Exercises — Window functions — ROW_NUMBER, RANK, DENSE_RANK, LAG, LEAD
This page assumes you have read the parent, Window functions. If any word ("partition", "frame", "offset") feels unfamiliar, go back there first — here we only drill.
We will keep re-using one tiny dataset so you can trace every answer by hand. Meet emp:
| id | name | dept | salary |
|---|---|---|---|
| 1 | Ada | Eng | 900 |
| 2 | Bo | Eng | 900 |
| 3 | Cy | Eng | 700 |
| 4 | Di | Eng | 500 |
| 5 | Ed | Sales | 800 |
| 6 | Fi | Sales | 800 |
| 7 | Gu | Sales | 600 |
And a second tiny table sales (daily revenue), used from L3 onward:
| day | revenue |
|---|---|
| 1 | 100 |
| 2 | 130 |
| 3 | 130 |
| 4 | 90 |
| 5 | 150 |
Everything below is derivable by counting rows by hand against these two tables. The figures show exactly how the three rankers "walk the line".
Level 1 — Recognition
Goal: given a sentence, pick the right function. No SQL to write yet — just name and justify.
L1.1
You must produce, for each employee, a strict 1,2,3,… counter ordered by salary descending, with no ties allowed (arbitrary tie-break is fine). Which function?
Recall Solution
==ROW_NUMBER()==.
WHY: it is the only ranker that never repeats a number. RANK and DENSE_RANK both let equal values share a number; the requirement "no ties allowed" rules them out. So the answer is ROW_NUMBER() OVER (ORDER BY salary DESC).
L1.2
You need, for each day, the previous day's revenue sitting in the same row. Which function?
Recall Solution
==LAG(revenue, 1)== over ORDER BY day.
WHY: LAG looks backward by an offset (default 1 row). "Previous day" = 1 row before in day-order. LEAD would look forward (next day) — wrong direction.
L1.3
You want "the top 3 distinct salary levels" — if three people all earn the maximum, they should all count as level 1, and you still want two more levels below. Which ranker, and why not the other two?
Recall Solution
==DENSE_RANK()==.
WHY: "distinct levels, no gaps" is literally the definition of DENSE_RANK — ties share a number and the next number is not skipped (1,1,2,3…). RANK would skip (1,1,3…) so <= 3 might return only two distinct levels. ROW_NUMBER treats tied people as different positions, so it counts people, not levels.
Level 2 — Application
Goal: write and hand-evaluate a query on emp.
L2.1
Write a query returning name, salary and a column rn = ROW_NUMBER() over all employees ordered by salary descending. Then hand-evaluate rn for every row (ties broken by id ascending).
Recall Solution
SELECT name, salary,
ROW_NUMBER() OVER (ORDER BY salary DESC, id ASC) AS rn
FROM emp;First put the rows in the exact window order salary DESC, id ASC. Salary decides first; when salaries tie, the smaller id comes first:
900(Ada,id1), 900(Bo,id2), 800(Ed,id5), 800(Fi,id6), 700(Cy,id3), 600(Gu,id7), 500(Di,id4).

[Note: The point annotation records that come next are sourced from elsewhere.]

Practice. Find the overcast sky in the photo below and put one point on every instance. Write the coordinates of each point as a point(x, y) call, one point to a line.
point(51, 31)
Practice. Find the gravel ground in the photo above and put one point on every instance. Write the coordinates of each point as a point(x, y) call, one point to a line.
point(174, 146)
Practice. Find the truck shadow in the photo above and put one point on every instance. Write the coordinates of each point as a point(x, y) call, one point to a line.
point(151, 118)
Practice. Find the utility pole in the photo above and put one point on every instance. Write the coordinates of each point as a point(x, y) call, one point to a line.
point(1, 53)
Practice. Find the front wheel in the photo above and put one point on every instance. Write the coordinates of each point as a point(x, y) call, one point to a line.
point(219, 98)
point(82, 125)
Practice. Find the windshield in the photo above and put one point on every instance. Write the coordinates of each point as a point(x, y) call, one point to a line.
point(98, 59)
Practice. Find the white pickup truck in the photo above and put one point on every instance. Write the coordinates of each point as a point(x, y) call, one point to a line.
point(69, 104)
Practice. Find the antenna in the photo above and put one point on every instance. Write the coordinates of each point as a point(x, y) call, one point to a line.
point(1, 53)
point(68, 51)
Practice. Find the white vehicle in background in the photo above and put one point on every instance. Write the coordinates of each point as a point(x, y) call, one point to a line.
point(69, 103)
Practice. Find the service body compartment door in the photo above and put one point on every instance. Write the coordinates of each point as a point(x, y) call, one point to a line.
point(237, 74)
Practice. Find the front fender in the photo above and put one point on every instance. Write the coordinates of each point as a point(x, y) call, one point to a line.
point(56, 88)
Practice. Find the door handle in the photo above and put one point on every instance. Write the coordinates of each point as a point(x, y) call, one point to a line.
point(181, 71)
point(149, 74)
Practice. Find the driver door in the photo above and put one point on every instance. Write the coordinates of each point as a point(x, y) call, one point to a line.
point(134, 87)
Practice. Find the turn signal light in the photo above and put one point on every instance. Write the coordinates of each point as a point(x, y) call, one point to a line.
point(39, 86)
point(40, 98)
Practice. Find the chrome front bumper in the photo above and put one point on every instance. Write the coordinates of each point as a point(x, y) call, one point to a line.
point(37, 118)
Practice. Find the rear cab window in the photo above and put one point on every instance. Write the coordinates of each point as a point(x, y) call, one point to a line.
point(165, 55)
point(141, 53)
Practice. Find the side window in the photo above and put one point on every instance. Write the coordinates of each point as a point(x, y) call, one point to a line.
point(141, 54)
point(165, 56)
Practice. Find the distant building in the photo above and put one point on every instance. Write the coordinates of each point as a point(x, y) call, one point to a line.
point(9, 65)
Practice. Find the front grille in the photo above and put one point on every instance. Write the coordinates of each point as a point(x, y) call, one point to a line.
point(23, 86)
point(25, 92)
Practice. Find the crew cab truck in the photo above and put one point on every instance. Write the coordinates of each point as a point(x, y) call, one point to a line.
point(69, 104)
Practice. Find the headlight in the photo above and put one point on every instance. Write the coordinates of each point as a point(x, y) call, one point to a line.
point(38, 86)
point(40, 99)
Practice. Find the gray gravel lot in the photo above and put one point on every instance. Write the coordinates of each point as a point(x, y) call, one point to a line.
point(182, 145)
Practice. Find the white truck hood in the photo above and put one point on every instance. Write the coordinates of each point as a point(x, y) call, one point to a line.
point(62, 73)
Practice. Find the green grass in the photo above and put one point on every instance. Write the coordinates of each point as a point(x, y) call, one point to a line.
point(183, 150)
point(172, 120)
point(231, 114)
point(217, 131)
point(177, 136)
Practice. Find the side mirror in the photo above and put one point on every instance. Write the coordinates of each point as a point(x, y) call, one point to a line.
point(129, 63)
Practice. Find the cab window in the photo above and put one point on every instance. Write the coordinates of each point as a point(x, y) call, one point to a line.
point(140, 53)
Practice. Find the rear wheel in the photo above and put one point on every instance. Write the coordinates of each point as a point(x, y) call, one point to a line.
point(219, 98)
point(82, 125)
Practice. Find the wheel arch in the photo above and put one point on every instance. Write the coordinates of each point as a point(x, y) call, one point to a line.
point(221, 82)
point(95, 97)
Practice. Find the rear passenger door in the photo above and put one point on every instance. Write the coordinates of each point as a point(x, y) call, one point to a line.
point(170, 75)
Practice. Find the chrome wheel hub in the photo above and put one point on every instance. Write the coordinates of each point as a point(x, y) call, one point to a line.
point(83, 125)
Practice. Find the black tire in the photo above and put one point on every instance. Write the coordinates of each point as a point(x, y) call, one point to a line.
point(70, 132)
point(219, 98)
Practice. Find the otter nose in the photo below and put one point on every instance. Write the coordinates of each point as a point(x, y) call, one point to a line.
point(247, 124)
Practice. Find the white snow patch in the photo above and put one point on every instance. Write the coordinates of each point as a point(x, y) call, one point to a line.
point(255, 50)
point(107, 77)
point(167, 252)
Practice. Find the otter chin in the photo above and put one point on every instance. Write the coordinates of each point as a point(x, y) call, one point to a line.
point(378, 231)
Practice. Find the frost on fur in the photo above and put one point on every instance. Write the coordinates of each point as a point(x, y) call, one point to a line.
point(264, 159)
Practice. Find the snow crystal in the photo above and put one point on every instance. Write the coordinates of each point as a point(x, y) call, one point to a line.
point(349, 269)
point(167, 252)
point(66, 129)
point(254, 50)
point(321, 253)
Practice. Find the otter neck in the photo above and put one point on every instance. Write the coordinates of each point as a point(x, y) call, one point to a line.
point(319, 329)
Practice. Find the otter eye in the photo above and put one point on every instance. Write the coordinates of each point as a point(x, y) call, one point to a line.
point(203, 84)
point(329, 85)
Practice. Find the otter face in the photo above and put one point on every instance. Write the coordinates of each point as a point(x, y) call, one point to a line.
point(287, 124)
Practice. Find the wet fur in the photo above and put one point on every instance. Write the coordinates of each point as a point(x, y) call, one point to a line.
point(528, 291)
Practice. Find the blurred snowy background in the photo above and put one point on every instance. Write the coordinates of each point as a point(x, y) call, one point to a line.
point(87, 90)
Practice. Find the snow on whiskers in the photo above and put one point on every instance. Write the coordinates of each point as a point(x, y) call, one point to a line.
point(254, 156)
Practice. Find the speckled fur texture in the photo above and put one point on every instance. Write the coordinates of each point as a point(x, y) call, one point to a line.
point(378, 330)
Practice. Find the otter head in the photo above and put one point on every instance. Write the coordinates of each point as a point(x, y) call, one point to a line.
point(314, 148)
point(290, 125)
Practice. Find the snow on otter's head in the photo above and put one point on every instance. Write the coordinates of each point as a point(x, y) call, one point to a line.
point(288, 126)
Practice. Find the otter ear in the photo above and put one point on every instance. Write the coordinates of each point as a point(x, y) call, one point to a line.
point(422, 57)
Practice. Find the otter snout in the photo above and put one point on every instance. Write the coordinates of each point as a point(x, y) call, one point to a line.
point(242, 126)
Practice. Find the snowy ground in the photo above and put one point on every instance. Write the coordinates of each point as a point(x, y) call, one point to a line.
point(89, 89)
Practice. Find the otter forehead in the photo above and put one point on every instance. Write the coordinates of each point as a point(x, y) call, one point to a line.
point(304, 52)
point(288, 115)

Now ROW_NUMBER just counts 1,2,3,… straight down that ordered line:
| name | salary | rn |
|---|---|---|
| Ada | 900 | 1 |
| Bo | 900 | 2 |
| Ed | 800 | 3 |
| Fi | 800 | 4 |
| Cy | 700 | 5 |
| Gu | 600 | 6 |
| Di | 500 | 7 |
ROW_NUMBER just counts down the sorted line; the id ASC tie-break makes Ada beat Bo and Ed beat Fi deterministically.
L2.2
Now add RANK() and DENSE_RANK() (same ordering, salary DESC) and fill the full table by hand for emp.
Recall Solution
SELECT name, salary,
RANK() OVER (ORDER BY salary DESC) AS r,
DENSE_RANK() OVER (ORDER BY salary DESC) AS dr
FROM emp;Apply the parent's formulas: , .
| salary | rows ahead | distinct ahead | r | dr |
|---|---|---|---|---|
| 900 | 0 | 0 | 1 | 1 |
| 900 | 0 | 0 | 1 | 1 |
| 800 | 2 | 1 | 3 | 2 |
| 800 | 2 | 1 | 3 | 2 |
| 700 | 4 | 2 | 5 | 3 |
| 600 | 5 | 3 | 6 | 4 |
| 500 | 6 | 4 | 7 | 5 |
See how RANK jumps 1→3→5 (skips, because two rows sit ahead each time) but DENSE_RANK walks 1→2→3→4 (counts distinct salaries ahead). The figure below makes this concrete.

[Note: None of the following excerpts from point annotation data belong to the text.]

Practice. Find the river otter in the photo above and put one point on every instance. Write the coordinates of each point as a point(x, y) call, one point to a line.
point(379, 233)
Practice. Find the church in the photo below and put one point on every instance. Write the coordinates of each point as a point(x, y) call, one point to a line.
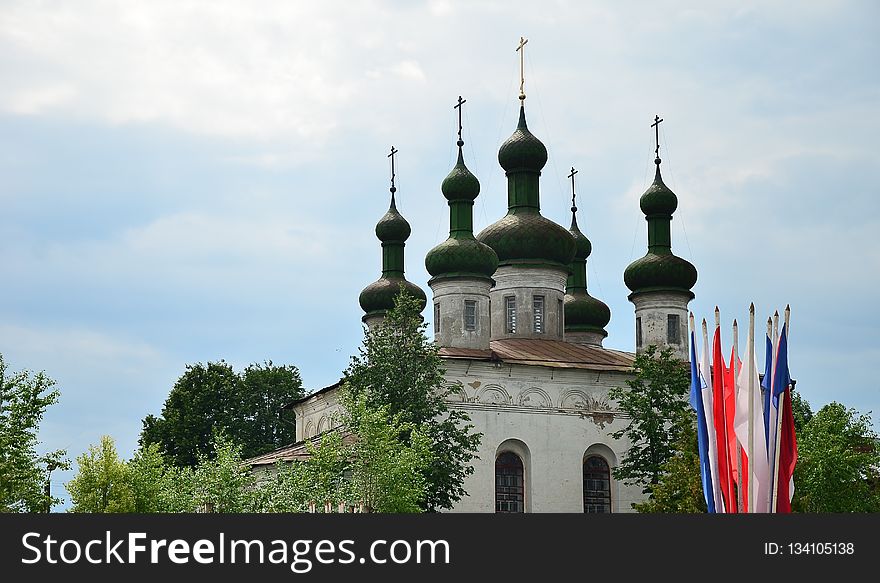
point(522, 338)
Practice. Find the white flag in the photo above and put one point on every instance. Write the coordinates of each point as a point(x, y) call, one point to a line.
point(706, 392)
point(759, 469)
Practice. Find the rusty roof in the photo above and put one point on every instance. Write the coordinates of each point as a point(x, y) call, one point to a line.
point(552, 353)
point(294, 452)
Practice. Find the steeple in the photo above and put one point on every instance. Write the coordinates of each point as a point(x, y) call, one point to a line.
point(534, 253)
point(461, 255)
point(392, 230)
point(524, 237)
point(461, 267)
point(585, 316)
point(660, 281)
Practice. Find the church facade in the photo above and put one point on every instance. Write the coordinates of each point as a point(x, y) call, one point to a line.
point(522, 338)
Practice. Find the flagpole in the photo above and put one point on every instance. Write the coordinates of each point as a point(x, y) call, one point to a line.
point(774, 341)
point(753, 492)
point(779, 414)
point(719, 371)
point(739, 486)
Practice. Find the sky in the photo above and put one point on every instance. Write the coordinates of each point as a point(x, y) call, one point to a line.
point(187, 181)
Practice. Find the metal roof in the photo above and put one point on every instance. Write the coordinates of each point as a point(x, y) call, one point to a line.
point(551, 353)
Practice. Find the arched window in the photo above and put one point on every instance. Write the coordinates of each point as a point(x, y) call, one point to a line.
point(509, 484)
point(597, 485)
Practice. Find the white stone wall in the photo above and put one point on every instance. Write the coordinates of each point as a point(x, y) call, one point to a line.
point(316, 415)
point(654, 308)
point(451, 295)
point(523, 284)
point(552, 418)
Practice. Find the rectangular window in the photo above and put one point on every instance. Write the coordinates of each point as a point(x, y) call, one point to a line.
point(560, 324)
point(672, 331)
point(470, 315)
point(510, 309)
point(538, 307)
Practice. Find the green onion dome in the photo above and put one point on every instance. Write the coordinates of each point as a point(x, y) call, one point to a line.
point(392, 226)
point(522, 150)
point(460, 184)
point(461, 255)
point(583, 312)
point(529, 238)
point(658, 199)
point(378, 297)
point(659, 272)
point(659, 269)
point(523, 236)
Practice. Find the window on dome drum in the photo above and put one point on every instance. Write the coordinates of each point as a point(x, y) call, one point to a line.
point(538, 306)
point(560, 325)
point(509, 484)
point(672, 331)
point(470, 315)
point(597, 486)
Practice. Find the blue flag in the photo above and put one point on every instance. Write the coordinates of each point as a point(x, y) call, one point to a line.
point(696, 400)
point(782, 378)
point(765, 389)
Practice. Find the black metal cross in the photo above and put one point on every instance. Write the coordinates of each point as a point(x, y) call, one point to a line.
point(458, 107)
point(522, 78)
point(656, 126)
point(391, 155)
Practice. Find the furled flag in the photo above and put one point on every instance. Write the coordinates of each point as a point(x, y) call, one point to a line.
point(749, 406)
point(696, 399)
point(734, 448)
point(708, 403)
point(771, 404)
point(787, 442)
point(719, 418)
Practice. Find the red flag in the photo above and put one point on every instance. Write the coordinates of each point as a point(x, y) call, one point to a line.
point(787, 456)
point(733, 447)
point(720, 418)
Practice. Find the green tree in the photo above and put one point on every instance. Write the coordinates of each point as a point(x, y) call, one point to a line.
point(221, 482)
point(102, 483)
point(397, 367)
point(246, 406)
point(838, 466)
point(656, 403)
point(24, 473)
point(147, 476)
point(388, 458)
point(680, 489)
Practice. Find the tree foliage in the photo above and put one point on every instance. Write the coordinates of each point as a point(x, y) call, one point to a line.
point(656, 402)
point(24, 398)
point(399, 369)
point(246, 406)
point(680, 489)
point(838, 466)
point(102, 483)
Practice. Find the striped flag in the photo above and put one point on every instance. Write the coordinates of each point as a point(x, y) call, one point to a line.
point(696, 400)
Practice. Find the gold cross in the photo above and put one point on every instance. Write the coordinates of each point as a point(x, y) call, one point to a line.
point(656, 126)
point(391, 155)
point(458, 107)
point(522, 78)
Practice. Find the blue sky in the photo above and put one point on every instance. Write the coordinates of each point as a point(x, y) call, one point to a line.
point(188, 181)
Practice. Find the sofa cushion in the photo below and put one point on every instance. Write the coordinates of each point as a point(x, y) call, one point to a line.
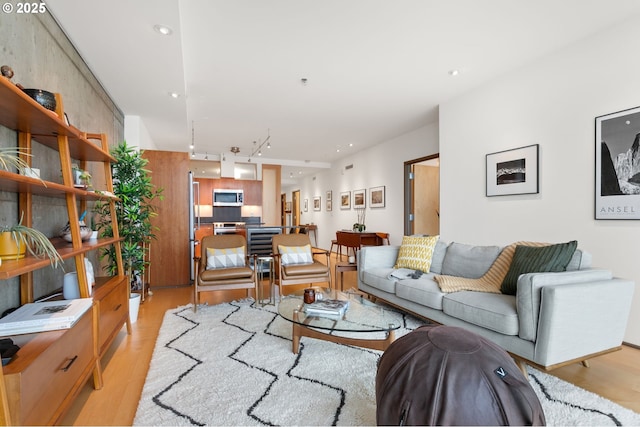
point(468, 260)
point(543, 259)
point(416, 252)
point(580, 260)
point(379, 278)
point(424, 291)
point(438, 256)
point(491, 311)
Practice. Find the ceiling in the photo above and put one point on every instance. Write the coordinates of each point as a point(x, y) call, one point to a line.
point(374, 69)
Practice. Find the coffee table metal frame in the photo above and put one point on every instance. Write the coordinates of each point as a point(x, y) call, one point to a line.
point(378, 319)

The figure below shows the seven salaries laid out as blue dots in a sorted line (900, 900, 800, 800, 700, 600, 500), with the two tie-pairs bracketed. Underneath, three coloured rows give the number each ranker assigns to every position: yellow for ROW_NUMBER (1,2,3,4,5,6,7 — always increments), red for RANK (1,1,3,3,5,6,7 — shares then skips), and green for DENSE_RANK (1,1,2,2,3,4,5 — shares then no gap). The red and green arrows point exactly at the spot after the first tie where RANK jumps 1→3 while DENSE_RANK only moves 1→2.

L2.3
Write a query giving each employee their salary and dept_rn = ROW_NUMBER restarted per department, ordered by salary DESC. Hand-evaluate.
Recall Solution
SELECT name, dept, salary,
ROW_NUMBER() OVER (PARTITION BY dept ORDER BY salary DESC) AS dept_rn
FROM emp;PARTITION BY dept resets the counter at each department boundary:
| dept | name | salary | dept_rn |
|---|---|---|---|
| Eng | Ada | 900 | 1 |
| Eng | Bo | 900 | 2 |
| Eng | Cy | 700 | 3 |
| Eng | Di | 500 | 4 |
| Sales | Ed | 800 | 1 |
| Sales | Fi | 800 | 2 |
| Sales | Gu | 600 | 3 |
Notice dept_rn starts over at 1 for Sales — that is the whole point of PARTITION BY.
Level 3 — Analysis
Goal: reason about why a query fails or which ranker is correct, then fix it.
L3.1
A junior writes this to get the top earner per department. It errors. Why? Fix it.
SELECT name, dept, salary
FROM emp
WHERE ROW_NUMBER() OVER (PARTITION BY dept ORDER BY salary DESC) = 1;Recall Solution
Why it fails: window functions are evaluated after WHERE in the logical query order (FROM → WHERE → GROUP BY → SELECT → window → ORDER BY). At the moment WHERE runs, the ROW_NUMBER simply does not exist yet — so you cannot filter on it.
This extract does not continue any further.